Everything Worth Learning Leaves Bruises

My seven-year-old is determined to do a headstand.
Her tiny body toppled, over and over. Each time I would watch her get up, face fierce with determination, and try again. And I would wince, wishing, for the zillionth time in her so-far life, that I could protect her from failure. From disappointment. And wondering, abstractedly, how bruised and battered her little body felt.
Finally she caught ran to me, buried her face in my lap and crumpled. She listened as I offered up platitudes. How she'll learn if she keeps trying. How everyone else in her class was just like her until they learned. She shook her head. No. Back and forth. No. Then she wiped her tears and I watched her frustration be replaced with composure. And out she went onto the gym floor. To try again.
After an hour, she could do a headstand. Almost. If you allow for bent, crooked legs. Which I do.
She was delighted, the early frustration replaced by a sense of accomplishment. She's no fool, my seven-year-old daughter. She absolutely knows that her headstand was a far cry from perfect. Or even good. But she knows she's moving in the right direction.
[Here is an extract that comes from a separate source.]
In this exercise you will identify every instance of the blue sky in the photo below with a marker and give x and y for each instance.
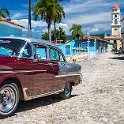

Watching her reminded me to be gentle with myself. To remember that the days I just can't seem to get it right are the days when I'm learning the most. And that anything worth learning leaves bruises on your heart. The challenge, of course, is not letting your heart become brittle but absorbing the lesson with the pain. Not easy. But as my seven-year-old is teaching me, nothing worth learning ever is.